Performance Reality Check

I tested this with a 1080p video source, and on my desktop (RTX 4070), it didn't blink — 60fps solid. But when I throttled the CPU in Chrome DevTools to simulate a mid-range laptop, I noticed something interesting.

The bottleneck wasn't the vertex shader. 10,000 vertices is nothing for modern GPUs. Nope, the bottleneck was the texture upload.

Updating a video texture every frame involves sending data from the CPU (video decoder) to the GPU. And if your video is 4K, you're pushing a lot of bandwidth.
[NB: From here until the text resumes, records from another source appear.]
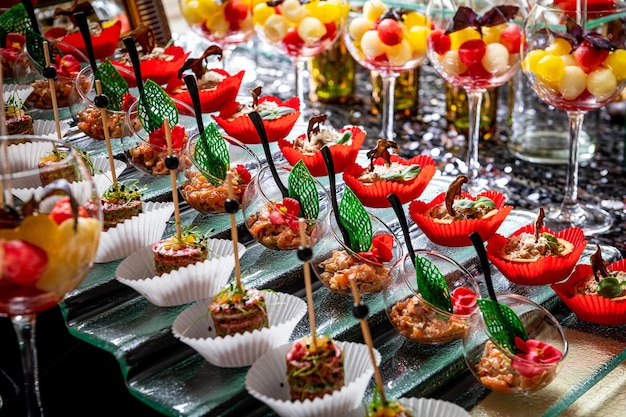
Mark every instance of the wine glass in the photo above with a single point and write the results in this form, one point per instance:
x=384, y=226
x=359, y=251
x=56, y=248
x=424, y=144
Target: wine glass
x=574, y=61
x=49, y=237
x=389, y=40
x=476, y=46
x=226, y=23
x=300, y=30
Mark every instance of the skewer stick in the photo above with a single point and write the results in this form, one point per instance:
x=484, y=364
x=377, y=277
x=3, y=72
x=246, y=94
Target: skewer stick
x=53, y=94
x=367, y=336
x=107, y=136
x=233, y=230
x=173, y=172
x=307, y=285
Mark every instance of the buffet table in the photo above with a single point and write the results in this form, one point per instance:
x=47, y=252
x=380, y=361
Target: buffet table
x=174, y=380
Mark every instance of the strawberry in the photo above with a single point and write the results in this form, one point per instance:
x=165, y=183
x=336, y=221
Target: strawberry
x=472, y=52
x=390, y=32
x=22, y=262
x=589, y=57
x=439, y=42
x=62, y=211
x=511, y=38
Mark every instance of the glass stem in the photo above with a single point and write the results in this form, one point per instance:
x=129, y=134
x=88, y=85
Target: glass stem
x=389, y=98
x=474, y=101
x=25, y=329
x=570, y=199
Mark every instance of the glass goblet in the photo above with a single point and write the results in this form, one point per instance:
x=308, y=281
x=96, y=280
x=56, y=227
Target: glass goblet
x=227, y=23
x=476, y=46
x=389, y=40
x=300, y=30
x=574, y=61
x=48, y=247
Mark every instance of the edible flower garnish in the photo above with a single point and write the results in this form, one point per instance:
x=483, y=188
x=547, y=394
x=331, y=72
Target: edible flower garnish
x=534, y=354
x=286, y=213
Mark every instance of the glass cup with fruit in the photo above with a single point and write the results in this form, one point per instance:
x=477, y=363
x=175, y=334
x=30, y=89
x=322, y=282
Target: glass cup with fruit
x=300, y=30
x=227, y=23
x=476, y=46
x=389, y=40
x=48, y=237
x=575, y=60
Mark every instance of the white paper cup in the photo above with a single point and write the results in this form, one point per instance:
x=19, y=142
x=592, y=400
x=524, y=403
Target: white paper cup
x=134, y=233
x=267, y=381
x=185, y=285
x=192, y=326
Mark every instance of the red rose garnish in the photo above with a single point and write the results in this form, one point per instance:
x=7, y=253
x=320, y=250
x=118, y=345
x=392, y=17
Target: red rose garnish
x=463, y=300
x=537, y=353
x=286, y=213
x=157, y=137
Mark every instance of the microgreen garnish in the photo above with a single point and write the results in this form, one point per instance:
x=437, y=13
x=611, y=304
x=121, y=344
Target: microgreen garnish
x=302, y=188
x=465, y=17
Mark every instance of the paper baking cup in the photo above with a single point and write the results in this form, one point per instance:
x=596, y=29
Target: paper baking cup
x=192, y=326
x=592, y=308
x=135, y=233
x=243, y=129
x=343, y=155
x=267, y=381
x=546, y=270
x=457, y=233
x=185, y=285
x=48, y=128
x=375, y=195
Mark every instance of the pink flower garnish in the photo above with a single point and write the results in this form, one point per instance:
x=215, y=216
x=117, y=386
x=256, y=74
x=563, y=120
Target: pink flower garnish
x=381, y=250
x=286, y=213
x=463, y=300
x=534, y=354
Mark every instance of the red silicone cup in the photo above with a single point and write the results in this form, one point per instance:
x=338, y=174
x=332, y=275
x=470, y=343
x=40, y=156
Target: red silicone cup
x=592, y=308
x=545, y=270
x=457, y=233
x=375, y=195
x=343, y=155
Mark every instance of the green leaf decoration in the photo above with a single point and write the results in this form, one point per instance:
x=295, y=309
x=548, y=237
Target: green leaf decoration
x=432, y=284
x=356, y=221
x=14, y=20
x=114, y=86
x=154, y=106
x=211, y=155
x=502, y=323
x=34, y=45
x=302, y=188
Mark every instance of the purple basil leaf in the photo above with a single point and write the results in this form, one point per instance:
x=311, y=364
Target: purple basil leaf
x=463, y=18
x=498, y=15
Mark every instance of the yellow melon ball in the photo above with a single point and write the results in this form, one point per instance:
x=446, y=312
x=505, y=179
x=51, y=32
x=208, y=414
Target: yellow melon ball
x=573, y=83
x=461, y=36
x=417, y=39
x=311, y=29
x=260, y=13
x=550, y=70
x=372, y=9
x=412, y=19
x=358, y=27
x=451, y=64
x=602, y=84
x=559, y=46
x=531, y=59
x=617, y=62
x=275, y=28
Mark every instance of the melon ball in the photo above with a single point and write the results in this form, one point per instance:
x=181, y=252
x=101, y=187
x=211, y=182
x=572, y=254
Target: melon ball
x=496, y=59
x=275, y=27
x=371, y=44
x=451, y=64
x=573, y=83
x=602, y=84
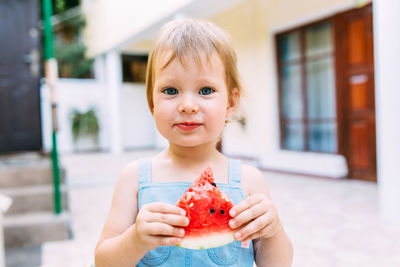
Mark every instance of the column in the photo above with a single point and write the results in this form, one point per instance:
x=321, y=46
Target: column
x=387, y=94
x=113, y=87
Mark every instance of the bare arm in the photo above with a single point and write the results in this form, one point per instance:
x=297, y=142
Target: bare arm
x=128, y=235
x=257, y=219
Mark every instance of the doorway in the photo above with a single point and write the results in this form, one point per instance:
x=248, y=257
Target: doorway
x=355, y=91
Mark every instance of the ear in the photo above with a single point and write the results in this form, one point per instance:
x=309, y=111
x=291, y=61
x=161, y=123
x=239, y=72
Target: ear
x=233, y=102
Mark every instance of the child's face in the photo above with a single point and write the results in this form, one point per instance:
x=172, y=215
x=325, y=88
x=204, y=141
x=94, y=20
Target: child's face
x=191, y=101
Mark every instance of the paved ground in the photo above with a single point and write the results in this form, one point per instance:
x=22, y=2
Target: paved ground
x=331, y=222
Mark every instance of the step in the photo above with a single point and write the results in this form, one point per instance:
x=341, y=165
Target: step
x=35, y=228
x=34, y=199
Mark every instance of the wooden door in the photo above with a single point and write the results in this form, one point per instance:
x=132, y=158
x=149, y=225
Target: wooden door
x=20, y=127
x=356, y=97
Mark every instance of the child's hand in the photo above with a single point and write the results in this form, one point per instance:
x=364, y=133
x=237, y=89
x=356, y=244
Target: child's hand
x=157, y=224
x=254, y=217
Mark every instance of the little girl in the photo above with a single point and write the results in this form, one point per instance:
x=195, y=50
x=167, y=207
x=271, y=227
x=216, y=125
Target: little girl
x=192, y=90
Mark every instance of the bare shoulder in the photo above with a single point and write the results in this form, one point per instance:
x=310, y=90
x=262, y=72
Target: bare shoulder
x=129, y=174
x=254, y=181
x=123, y=209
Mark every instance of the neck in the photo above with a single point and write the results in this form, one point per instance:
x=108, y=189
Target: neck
x=199, y=154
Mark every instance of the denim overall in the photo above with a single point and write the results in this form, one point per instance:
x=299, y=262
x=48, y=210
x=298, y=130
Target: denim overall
x=232, y=254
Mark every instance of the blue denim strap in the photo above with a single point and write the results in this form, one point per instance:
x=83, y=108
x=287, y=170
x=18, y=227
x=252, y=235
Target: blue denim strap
x=144, y=170
x=234, y=171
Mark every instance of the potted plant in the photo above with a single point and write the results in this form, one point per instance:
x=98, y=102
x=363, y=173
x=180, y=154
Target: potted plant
x=85, y=129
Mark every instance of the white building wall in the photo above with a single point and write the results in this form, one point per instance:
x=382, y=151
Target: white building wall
x=253, y=25
x=137, y=129
x=387, y=93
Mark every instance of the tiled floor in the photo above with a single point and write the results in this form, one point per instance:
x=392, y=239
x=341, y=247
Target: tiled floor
x=331, y=222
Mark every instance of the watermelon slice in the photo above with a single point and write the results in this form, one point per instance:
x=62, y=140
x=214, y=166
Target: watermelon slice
x=207, y=208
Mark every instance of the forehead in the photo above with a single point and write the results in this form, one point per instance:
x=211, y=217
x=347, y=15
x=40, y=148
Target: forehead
x=199, y=61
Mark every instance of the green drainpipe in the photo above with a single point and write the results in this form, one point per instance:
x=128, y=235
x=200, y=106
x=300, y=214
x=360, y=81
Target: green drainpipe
x=50, y=63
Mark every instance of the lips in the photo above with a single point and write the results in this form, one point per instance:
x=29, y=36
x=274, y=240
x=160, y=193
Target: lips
x=188, y=126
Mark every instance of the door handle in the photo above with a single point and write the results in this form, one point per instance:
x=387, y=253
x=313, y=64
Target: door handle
x=33, y=59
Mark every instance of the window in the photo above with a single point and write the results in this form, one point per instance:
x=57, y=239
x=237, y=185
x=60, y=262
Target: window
x=134, y=68
x=307, y=89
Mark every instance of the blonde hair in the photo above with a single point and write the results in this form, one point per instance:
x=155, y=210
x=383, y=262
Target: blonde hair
x=191, y=37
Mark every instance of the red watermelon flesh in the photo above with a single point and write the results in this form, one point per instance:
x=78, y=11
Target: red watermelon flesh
x=207, y=208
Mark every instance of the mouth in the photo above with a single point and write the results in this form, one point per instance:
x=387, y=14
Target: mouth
x=188, y=126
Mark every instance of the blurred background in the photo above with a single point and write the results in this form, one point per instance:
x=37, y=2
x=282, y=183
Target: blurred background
x=320, y=119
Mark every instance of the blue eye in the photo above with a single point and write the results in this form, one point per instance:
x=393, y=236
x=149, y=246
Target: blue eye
x=206, y=91
x=170, y=91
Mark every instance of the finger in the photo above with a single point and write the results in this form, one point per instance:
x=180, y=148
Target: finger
x=165, y=208
x=245, y=204
x=171, y=219
x=157, y=228
x=253, y=227
x=169, y=241
x=164, y=240
x=247, y=215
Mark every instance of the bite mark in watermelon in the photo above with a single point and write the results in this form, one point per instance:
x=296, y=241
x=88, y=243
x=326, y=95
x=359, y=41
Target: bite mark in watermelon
x=207, y=208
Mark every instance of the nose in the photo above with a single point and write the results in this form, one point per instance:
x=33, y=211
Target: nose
x=188, y=106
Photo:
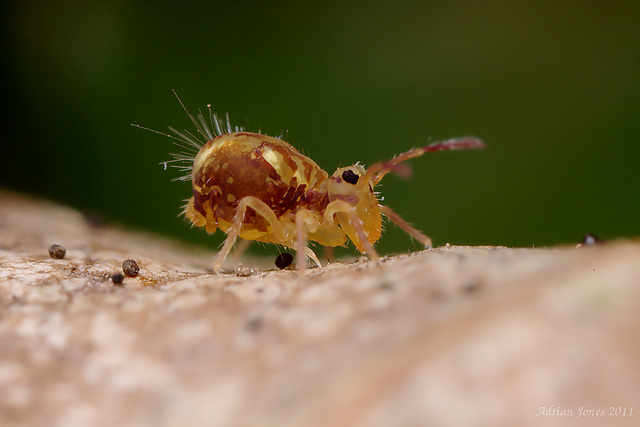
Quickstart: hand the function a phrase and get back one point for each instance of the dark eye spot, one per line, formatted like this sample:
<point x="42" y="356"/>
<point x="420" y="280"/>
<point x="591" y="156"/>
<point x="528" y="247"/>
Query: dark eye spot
<point x="350" y="177"/>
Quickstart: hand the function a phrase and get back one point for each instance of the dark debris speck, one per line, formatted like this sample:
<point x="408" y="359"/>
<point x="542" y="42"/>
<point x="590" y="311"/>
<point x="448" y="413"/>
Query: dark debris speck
<point x="284" y="260"/>
<point x="117" y="279"/>
<point x="57" y="252"/>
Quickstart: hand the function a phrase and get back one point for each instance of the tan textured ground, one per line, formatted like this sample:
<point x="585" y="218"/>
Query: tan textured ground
<point x="452" y="336"/>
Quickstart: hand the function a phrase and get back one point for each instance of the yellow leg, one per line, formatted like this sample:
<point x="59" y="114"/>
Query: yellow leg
<point x="340" y="206"/>
<point x="232" y="234"/>
<point x="405" y="226"/>
<point x="302" y="250"/>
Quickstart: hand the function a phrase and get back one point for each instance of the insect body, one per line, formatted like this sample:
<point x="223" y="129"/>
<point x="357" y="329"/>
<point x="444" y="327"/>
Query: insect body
<point x="257" y="187"/>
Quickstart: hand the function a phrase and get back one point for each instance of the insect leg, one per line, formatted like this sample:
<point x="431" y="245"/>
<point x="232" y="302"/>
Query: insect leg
<point x="405" y="226"/>
<point x="261" y="209"/>
<point x="340" y="206"/>
<point x="302" y="216"/>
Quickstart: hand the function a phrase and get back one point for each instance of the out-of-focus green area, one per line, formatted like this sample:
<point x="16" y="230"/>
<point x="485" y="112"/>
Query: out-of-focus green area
<point x="552" y="87"/>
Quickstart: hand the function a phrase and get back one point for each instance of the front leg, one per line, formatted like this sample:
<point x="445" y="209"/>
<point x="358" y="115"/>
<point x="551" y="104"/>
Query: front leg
<point x="362" y="243"/>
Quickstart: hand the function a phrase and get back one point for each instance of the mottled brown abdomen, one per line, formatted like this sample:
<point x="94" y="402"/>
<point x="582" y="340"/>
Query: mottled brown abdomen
<point x="242" y="164"/>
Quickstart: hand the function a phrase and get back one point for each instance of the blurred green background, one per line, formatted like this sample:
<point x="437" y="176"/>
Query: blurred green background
<point x="553" y="87"/>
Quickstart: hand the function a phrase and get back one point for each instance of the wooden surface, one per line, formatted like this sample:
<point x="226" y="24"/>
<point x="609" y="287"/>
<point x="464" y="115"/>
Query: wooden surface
<point x="478" y="336"/>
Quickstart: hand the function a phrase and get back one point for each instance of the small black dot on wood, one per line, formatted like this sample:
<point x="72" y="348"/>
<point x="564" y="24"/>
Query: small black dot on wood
<point x="130" y="267"/>
<point x="284" y="260"/>
<point x="56" y="251"/>
<point x="117" y="279"/>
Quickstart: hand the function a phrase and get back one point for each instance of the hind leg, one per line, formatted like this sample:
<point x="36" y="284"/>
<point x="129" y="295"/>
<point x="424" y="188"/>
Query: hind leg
<point x="303" y="217"/>
<point x="263" y="210"/>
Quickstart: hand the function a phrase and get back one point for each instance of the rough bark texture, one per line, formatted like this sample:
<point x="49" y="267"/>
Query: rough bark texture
<point x="451" y="336"/>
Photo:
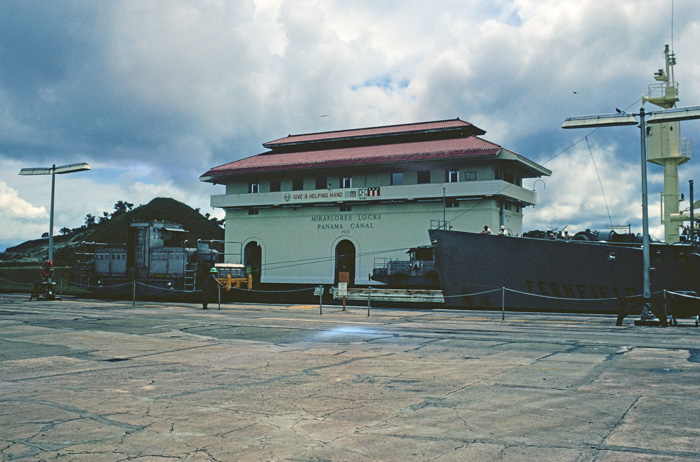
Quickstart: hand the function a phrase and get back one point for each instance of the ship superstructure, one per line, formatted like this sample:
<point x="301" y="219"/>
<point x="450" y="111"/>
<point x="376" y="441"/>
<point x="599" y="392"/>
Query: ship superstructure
<point x="665" y="146"/>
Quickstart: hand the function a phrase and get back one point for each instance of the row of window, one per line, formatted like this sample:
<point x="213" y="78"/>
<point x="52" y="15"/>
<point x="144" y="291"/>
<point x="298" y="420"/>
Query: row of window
<point x="397" y="179"/>
<point x="450" y="202"/>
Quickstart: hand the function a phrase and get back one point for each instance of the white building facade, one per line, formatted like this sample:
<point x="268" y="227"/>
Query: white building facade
<point x="318" y="204"/>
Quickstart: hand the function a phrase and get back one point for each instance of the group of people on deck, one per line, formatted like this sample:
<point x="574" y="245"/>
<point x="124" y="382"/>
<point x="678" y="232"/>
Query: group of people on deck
<point x="502" y="232"/>
<point x="548" y="235"/>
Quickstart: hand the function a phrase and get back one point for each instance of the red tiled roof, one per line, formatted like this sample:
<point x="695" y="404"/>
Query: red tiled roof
<point x="452" y="148"/>
<point x="404" y="129"/>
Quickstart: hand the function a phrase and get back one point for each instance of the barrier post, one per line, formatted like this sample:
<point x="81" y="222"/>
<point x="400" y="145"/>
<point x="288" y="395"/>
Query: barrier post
<point x="503" y="303"/>
<point x="369" y="299"/>
<point x="319" y="291"/>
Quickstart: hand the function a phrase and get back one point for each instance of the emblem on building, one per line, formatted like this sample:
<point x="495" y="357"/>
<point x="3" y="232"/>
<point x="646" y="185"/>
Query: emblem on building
<point x="369" y="192"/>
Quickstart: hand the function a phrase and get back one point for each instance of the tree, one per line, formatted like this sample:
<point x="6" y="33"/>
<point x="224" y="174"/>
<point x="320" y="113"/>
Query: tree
<point x="121" y="208"/>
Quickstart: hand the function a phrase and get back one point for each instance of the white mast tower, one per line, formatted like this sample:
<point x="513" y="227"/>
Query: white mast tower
<point x="665" y="146"/>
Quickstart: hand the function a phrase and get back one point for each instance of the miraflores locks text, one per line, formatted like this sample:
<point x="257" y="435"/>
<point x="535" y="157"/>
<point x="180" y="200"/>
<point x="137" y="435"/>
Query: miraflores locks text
<point x="346" y="223"/>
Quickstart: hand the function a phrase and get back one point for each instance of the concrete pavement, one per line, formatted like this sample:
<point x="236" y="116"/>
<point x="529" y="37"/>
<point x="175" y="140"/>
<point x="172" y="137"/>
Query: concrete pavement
<point x="95" y="380"/>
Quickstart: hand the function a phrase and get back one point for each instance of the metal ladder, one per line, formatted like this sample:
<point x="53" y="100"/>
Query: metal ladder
<point x="190" y="278"/>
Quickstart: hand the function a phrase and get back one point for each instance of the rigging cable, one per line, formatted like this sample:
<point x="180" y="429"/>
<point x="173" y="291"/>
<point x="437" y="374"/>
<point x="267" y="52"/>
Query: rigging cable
<point x="599" y="181"/>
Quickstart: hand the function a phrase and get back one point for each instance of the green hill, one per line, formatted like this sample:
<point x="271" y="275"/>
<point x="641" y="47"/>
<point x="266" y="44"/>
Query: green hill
<point x="115" y="229"/>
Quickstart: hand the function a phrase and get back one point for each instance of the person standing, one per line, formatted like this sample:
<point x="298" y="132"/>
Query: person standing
<point x="210" y="288"/>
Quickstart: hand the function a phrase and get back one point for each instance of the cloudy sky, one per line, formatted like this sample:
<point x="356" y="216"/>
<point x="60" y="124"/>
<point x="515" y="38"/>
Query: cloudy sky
<point x="154" y="93"/>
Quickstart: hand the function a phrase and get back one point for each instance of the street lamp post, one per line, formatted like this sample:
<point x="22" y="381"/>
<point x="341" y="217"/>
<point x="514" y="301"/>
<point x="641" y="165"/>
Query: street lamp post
<point x="622" y="118"/>
<point x="53" y="170"/>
I found that resizing the video to 720p or even 512x512 for the "explosion" effect was indistinguishable to the eye but dropped the frame time from 16ms to 4ms.

Another weird quirk: transparency. If you want the fragments to fade out as they fly away (discard in fragment shader or alpha blending), you hit the dreaded overdraw problem. I tried setting transparent: true on the material, but that was a bad idea — the depth sorting on 10,000 overlapping particles crushed performance.

My fix? Don't use real transparency. Use a discard threshold in the fragment shader that increases as the explosion progresses. It looks slightly jagged, but it keeps the depth buffer working, which keeps the GPU happy.

// Fragment Shader
void main() {
    vec4 color = texture2D(uTexture, vUv);
    
    // "Fake" fade out by eating away the edges
    if (uProgress > 0.8 && random(vUv) < (uProgress - 0.8) * 5.0) {
        discard;
    }
    
    gl_FragColor = color;
}

Why Do This?

Aside from looking cool? Well, it's a great stress test for your rendering pipeline. It forces you to understand UV spaces relative to world space. And, you know, interactions like this—where UI elements physically react and disintegrate—are becoming more common in AR interfaces.

Actually, I'm currently playing with adding physics (using a GPGPU simulation) so the fragments bounce off the "floor" instead of just flying into the void. But that's a headache for another weekend.

If you try this, start with a 10x10 grid. Get the math right. Then crank it to 100x100. And for the love of code, don't use new THREE.Mesh() inside a loop. That's a great way to over-engineer your project.